政府がとりまとめた「被災者の生活と生業支援のためのパッケージ」は、▼生活の再建、▼生業の再建、▼災害復旧の三本柱で構成されています。
【生活の再建】
生活の再建に向けては、▼住まいの確保が円滑に進むよう半壊した家屋の解体費用の自己負担を特例でゼロにするとしたうえで、▼仮設住宅はプレハブやトレーラーハウスに加えて木造仮設住宅を活用し、民間賃貸住宅や公営住宅も確保するとしており、▼住居が全壊した世帯等に対して、最大300万円の被災者生活再建支援金を速やかに支給するとしています。▼被災者の2次避難先の利用額の基準も現行の7000円から1万円に引き上げます。
【生業の再建】
生業の再建に向けては、▼中小・小規模事業者の施設復旧費用を石川県では1件あたり最大15億円、富山・福井・新潟の3県では1件あたり最大3億円補助するほか、▼伝統的工芸品産業の災害特別支援枠の設置や、▼商店街による事業開催費用の補助、▼農業・漁業用施設や機材の復旧支援を行うことで、事業の早期再開を後押ししていくとしています。
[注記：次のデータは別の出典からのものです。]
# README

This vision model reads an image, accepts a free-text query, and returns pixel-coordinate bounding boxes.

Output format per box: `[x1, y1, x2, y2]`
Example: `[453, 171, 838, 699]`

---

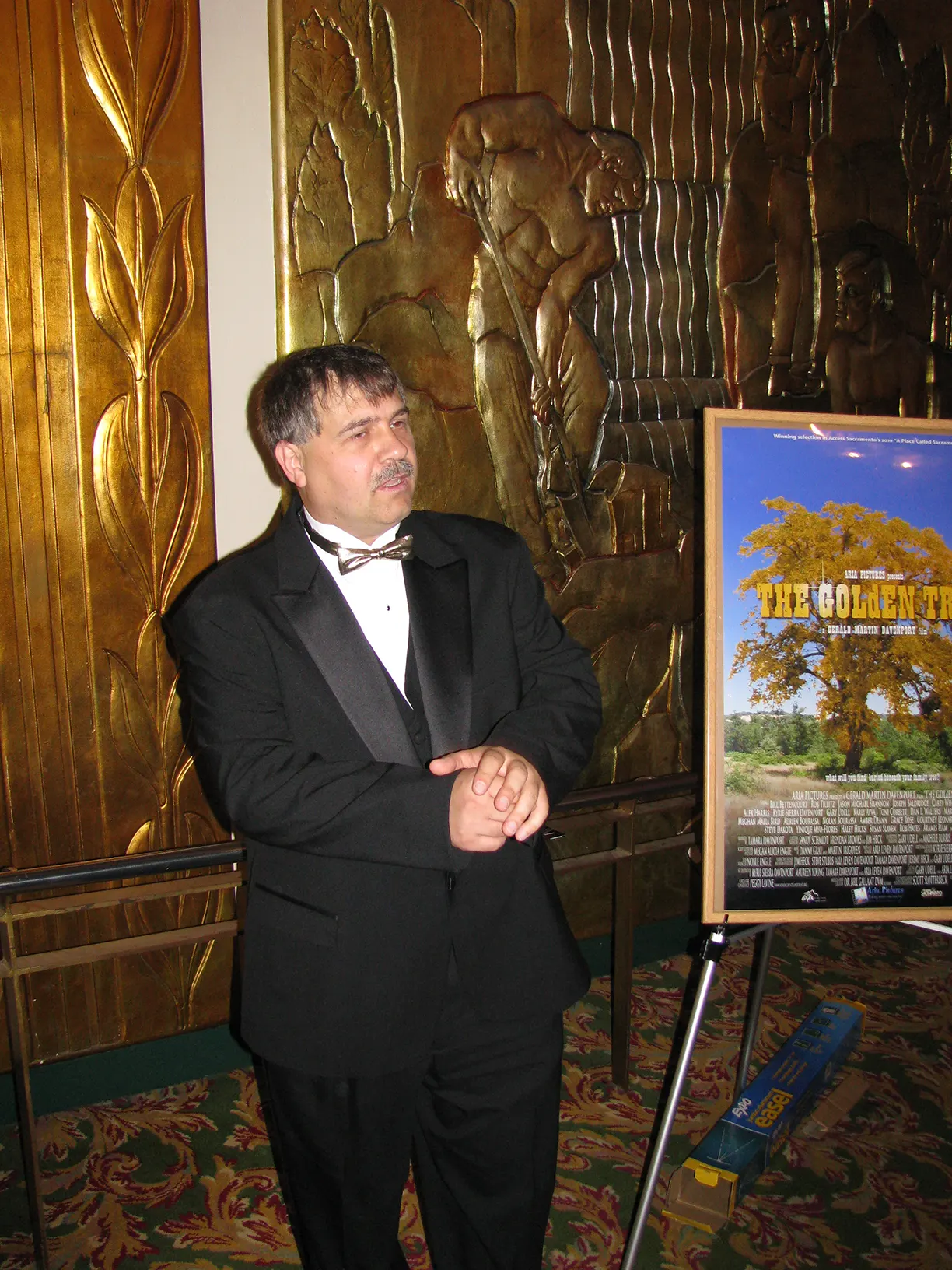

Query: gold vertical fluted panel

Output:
[0, 0, 227, 1058]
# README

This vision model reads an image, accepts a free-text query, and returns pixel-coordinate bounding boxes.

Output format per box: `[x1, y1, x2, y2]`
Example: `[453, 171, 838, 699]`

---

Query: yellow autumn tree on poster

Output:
[733, 498, 952, 772]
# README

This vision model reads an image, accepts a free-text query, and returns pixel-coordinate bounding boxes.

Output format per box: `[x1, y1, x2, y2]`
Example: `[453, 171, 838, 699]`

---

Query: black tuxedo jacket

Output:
[169, 506, 600, 1075]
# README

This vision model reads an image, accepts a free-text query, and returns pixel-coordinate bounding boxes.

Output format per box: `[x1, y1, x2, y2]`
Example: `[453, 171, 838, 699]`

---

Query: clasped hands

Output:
[430, 746, 548, 852]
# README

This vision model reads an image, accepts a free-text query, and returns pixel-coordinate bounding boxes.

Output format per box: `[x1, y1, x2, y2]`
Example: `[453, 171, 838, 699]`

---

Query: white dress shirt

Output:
[305, 508, 410, 696]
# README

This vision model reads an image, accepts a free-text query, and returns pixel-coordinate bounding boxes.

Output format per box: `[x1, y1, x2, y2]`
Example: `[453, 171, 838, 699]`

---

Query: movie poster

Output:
[705, 410, 952, 922]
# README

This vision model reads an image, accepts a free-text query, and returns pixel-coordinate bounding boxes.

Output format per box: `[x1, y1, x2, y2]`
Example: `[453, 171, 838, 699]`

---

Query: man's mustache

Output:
[371, 458, 414, 490]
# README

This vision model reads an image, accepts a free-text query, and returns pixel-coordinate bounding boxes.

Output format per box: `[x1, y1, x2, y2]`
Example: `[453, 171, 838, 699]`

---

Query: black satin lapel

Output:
[275, 569, 420, 767]
[404, 559, 472, 754]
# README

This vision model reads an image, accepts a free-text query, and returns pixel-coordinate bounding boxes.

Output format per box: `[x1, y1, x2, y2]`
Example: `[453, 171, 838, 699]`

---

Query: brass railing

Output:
[0, 772, 699, 1270]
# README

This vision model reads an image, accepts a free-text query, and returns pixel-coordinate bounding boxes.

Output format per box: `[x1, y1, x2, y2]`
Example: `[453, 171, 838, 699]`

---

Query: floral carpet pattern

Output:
[0, 923, 952, 1270]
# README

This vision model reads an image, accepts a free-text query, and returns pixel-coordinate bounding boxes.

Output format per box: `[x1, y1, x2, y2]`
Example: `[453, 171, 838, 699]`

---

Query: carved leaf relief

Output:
[153, 392, 205, 611]
[82, 198, 145, 378]
[105, 649, 163, 800]
[72, 0, 137, 163]
[136, 0, 189, 163]
[331, 99, 390, 243]
[142, 195, 194, 364]
[116, 165, 163, 296]
[93, 395, 152, 607]
[72, 0, 189, 164]
[288, 14, 357, 123]
[292, 127, 354, 273]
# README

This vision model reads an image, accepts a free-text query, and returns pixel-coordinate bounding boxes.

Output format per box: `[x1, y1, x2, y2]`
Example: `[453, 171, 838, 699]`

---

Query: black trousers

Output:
[259, 973, 562, 1270]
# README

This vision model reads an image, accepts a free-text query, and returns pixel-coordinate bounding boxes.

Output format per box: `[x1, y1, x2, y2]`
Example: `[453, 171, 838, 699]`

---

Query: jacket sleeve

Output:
[486, 535, 602, 806]
[167, 588, 460, 870]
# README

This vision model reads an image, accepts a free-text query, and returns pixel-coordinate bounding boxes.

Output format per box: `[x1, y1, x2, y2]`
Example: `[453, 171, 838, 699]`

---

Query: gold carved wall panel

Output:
[271, 0, 952, 928]
[0, 0, 222, 1058]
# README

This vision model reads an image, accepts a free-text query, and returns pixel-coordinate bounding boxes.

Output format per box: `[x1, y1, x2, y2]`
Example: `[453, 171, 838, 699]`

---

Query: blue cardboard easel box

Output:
[663, 1001, 866, 1232]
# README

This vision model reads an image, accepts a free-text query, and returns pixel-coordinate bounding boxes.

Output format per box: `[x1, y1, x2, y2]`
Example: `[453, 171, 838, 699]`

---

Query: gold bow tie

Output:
[301, 516, 414, 573]
[335, 533, 414, 573]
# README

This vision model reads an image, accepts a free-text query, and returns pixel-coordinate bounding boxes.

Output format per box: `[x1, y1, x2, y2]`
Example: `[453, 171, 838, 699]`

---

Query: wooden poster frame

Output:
[702, 408, 952, 924]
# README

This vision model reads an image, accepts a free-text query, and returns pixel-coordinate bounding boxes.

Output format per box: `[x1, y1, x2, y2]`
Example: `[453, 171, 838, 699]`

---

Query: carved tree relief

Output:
[74, 0, 225, 1027]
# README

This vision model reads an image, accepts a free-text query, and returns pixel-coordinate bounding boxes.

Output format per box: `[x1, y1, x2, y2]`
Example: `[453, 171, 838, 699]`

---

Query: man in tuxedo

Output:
[170, 346, 600, 1270]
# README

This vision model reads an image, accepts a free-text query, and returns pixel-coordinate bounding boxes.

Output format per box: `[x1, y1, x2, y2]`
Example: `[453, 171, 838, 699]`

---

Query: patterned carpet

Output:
[0, 924, 952, 1270]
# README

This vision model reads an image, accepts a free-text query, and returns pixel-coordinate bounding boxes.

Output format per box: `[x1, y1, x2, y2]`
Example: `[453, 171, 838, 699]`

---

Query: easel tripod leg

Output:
[621, 927, 726, 1270]
[733, 926, 773, 1101]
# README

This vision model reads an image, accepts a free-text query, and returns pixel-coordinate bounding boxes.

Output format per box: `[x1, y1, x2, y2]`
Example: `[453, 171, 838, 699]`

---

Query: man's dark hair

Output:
[254, 344, 402, 454]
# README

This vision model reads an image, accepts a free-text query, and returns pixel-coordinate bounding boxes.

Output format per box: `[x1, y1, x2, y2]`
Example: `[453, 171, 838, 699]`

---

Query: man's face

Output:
[585, 153, 645, 216]
[275, 388, 416, 543]
[836, 268, 873, 335]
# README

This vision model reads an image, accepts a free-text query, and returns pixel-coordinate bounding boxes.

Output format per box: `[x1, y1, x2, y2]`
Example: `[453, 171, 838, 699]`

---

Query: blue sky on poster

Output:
[721, 424, 952, 714]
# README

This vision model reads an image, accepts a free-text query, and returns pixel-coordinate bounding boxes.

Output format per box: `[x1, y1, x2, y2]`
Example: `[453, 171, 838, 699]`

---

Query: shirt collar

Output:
[302, 504, 400, 549]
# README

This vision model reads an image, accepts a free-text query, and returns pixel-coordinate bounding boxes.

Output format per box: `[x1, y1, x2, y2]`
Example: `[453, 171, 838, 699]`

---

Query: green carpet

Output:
[0, 924, 952, 1270]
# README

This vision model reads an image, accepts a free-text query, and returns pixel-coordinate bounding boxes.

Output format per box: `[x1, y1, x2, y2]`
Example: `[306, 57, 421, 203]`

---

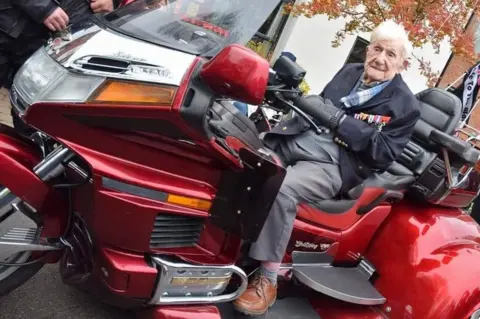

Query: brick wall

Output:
[437, 18, 480, 129]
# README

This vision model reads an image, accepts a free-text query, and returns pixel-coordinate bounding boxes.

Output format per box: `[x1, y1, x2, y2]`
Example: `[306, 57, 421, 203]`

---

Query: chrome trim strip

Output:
[102, 177, 168, 202]
[149, 257, 248, 305]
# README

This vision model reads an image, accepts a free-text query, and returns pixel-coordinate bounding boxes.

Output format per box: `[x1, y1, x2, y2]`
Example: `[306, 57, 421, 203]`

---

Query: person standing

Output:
[0, 0, 120, 134]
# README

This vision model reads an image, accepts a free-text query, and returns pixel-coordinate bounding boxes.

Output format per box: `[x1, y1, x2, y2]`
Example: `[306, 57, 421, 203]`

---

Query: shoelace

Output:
[250, 275, 270, 297]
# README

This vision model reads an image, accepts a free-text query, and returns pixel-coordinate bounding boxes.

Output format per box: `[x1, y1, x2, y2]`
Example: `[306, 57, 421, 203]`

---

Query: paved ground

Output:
[0, 89, 131, 319]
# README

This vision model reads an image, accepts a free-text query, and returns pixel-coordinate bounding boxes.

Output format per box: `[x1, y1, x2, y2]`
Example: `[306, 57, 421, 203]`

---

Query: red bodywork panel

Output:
[0, 124, 68, 240]
[366, 201, 480, 319]
[200, 44, 270, 105]
[6, 40, 480, 319]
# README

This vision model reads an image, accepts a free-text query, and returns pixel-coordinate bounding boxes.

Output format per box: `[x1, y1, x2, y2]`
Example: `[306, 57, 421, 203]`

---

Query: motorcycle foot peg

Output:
[0, 228, 65, 255]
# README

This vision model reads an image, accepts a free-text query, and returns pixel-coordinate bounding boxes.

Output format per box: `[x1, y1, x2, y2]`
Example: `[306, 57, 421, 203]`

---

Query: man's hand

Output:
[43, 8, 68, 31]
[90, 0, 113, 13]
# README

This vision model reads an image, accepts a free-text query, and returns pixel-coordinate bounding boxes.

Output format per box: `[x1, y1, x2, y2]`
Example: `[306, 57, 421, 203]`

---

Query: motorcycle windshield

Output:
[100, 0, 281, 56]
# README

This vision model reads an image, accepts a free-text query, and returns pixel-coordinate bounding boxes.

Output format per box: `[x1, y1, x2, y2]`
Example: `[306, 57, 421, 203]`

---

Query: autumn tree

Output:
[286, 0, 480, 86]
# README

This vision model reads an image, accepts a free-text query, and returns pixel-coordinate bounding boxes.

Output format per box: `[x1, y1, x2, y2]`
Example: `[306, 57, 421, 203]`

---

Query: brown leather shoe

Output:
[233, 275, 277, 316]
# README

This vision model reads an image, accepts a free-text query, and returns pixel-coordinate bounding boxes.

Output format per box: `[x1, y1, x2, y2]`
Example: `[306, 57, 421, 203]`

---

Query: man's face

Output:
[365, 40, 404, 82]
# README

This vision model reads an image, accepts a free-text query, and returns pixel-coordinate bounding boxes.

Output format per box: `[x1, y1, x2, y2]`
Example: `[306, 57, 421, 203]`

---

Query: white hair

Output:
[370, 20, 412, 58]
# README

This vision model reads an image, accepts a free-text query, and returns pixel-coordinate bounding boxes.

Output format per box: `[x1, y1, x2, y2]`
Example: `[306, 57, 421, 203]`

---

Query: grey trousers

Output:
[250, 135, 342, 262]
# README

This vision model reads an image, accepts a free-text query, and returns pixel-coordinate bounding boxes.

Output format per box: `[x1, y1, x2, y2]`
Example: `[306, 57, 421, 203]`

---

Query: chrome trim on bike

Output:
[149, 257, 248, 305]
[33, 146, 74, 181]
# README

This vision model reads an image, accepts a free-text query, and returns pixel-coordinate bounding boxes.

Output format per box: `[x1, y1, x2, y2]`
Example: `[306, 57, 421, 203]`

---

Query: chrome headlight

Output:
[13, 48, 105, 105]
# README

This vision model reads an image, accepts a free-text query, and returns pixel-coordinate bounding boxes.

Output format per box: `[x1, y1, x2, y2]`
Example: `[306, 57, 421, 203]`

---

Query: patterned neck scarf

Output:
[340, 73, 392, 108]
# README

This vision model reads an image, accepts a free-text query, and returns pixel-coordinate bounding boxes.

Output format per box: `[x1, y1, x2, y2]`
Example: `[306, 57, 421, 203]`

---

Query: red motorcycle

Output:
[0, 0, 480, 319]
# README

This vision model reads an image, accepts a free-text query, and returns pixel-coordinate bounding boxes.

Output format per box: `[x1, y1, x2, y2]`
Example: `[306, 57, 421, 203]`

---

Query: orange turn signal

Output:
[167, 194, 212, 211]
[89, 80, 177, 105]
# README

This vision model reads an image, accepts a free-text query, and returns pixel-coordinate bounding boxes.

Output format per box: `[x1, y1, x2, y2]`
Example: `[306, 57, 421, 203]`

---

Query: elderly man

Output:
[234, 21, 420, 315]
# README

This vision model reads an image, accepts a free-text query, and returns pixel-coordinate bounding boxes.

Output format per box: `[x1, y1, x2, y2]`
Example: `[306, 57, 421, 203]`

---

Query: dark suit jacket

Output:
[0, 0, 121, 38]
[265, 64, 420, 194]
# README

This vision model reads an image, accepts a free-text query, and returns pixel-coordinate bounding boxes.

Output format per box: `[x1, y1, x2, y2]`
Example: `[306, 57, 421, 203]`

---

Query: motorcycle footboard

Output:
[217, 298, 321, 319]
[210, 149, 286, 242]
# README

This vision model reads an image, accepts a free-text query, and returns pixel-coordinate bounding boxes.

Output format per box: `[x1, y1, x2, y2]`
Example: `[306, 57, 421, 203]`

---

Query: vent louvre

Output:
[75, 57, 130, 73]
[150, 213, 204, 248]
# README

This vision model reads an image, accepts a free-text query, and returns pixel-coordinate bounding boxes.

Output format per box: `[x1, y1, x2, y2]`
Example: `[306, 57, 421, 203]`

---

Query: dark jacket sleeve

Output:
[336, 99, 420, 170]
[13, 0, 58, 23]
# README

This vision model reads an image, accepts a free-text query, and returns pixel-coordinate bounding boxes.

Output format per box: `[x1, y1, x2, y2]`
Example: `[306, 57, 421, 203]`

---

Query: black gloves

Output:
[295, 95, 346, 130]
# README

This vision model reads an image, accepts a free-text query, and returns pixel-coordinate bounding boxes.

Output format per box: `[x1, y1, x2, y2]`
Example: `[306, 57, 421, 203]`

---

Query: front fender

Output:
[366, 201, 480, 319]
[0, 124, 68, 237]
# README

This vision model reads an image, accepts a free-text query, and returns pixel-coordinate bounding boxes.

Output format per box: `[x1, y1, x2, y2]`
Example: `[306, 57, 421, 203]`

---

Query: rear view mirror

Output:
[200, 44, 270, 105]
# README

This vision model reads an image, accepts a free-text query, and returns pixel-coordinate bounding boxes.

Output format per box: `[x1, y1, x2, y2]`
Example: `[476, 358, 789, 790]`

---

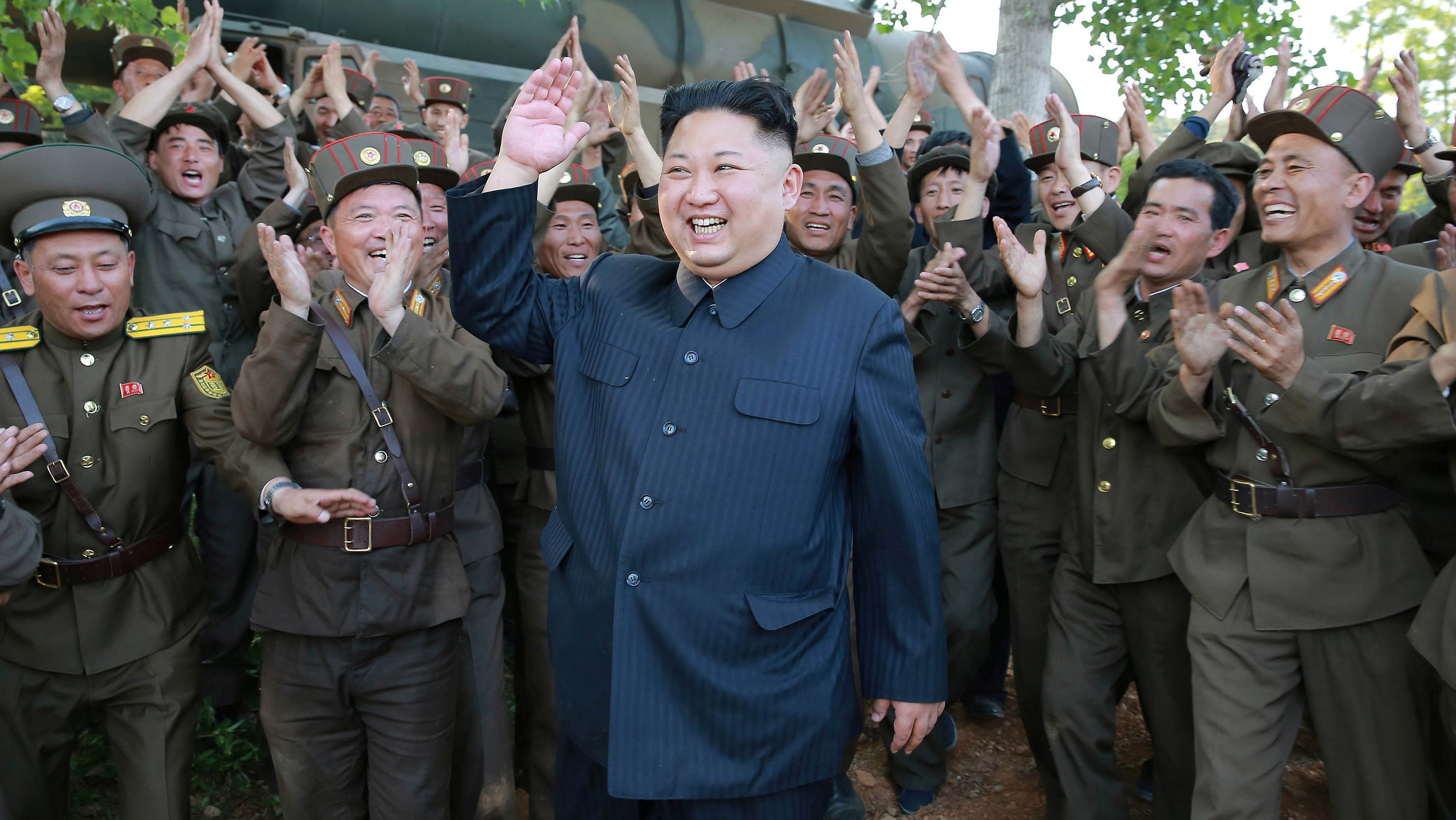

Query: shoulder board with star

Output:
[0, 325, 41, 352]
[127, 310, 207, 339]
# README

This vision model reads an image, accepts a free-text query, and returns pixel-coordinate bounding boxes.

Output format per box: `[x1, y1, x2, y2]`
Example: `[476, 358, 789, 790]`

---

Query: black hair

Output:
[374, 92, 403, 116]
[658, 77, 799, 154]
[1147, 159, 1239, 230]
[917, 128, 971, 154]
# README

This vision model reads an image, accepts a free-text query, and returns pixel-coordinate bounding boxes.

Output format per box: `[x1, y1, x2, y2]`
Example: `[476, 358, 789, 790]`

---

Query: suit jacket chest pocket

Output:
[106, 396, 178, 434]
[732, 378, 820, 427]
[578, 339, 638, 387]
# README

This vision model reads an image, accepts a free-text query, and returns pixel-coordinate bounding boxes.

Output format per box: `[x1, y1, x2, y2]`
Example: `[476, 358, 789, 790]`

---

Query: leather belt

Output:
[282, 504, 454, 552]
[1213, 475, 1401, 520]
[35, 519, 186, 590]
[456, 459, 485, 492]
[1013, 393, 1077, 418]
[526, 447, 556, 472]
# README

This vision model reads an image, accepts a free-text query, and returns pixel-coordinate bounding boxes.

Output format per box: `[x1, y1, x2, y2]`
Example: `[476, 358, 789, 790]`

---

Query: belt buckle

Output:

さらに、観光支援策として3月から4月にかけて石川・新潟・富山・福井の北陸4県への旅行代金を割り引く「北陸応援割」を設け、最大1泊2万円を上限に、旅行代金の半額を補助します。
被害の大きかった能登地域については、復興状況を見ながら、より手厚い旅行需要喚起策を検討するとしていて、岸田総理は「例えば割引率を70%にするなど検討したい」と述べています。
【災害復旧】
災害復旧に向けては、▼激甚災害や大規模災害復興法に基づく非常災害への指定をおこなったうえで国が権限代行によって災害復旧工事を進めることや、▼能登空港やのと鉄道などの交通インフラの復旧を急ぐ考えを改めて示すことにしています。
このパッケージの財源として政府はあす(26日)、今年度予算の予備費から1553億円を拠出することを閣議決定する方針で、今後も来年度予算案の予備費を活用するなどして支援の内容を拡充していく考えです。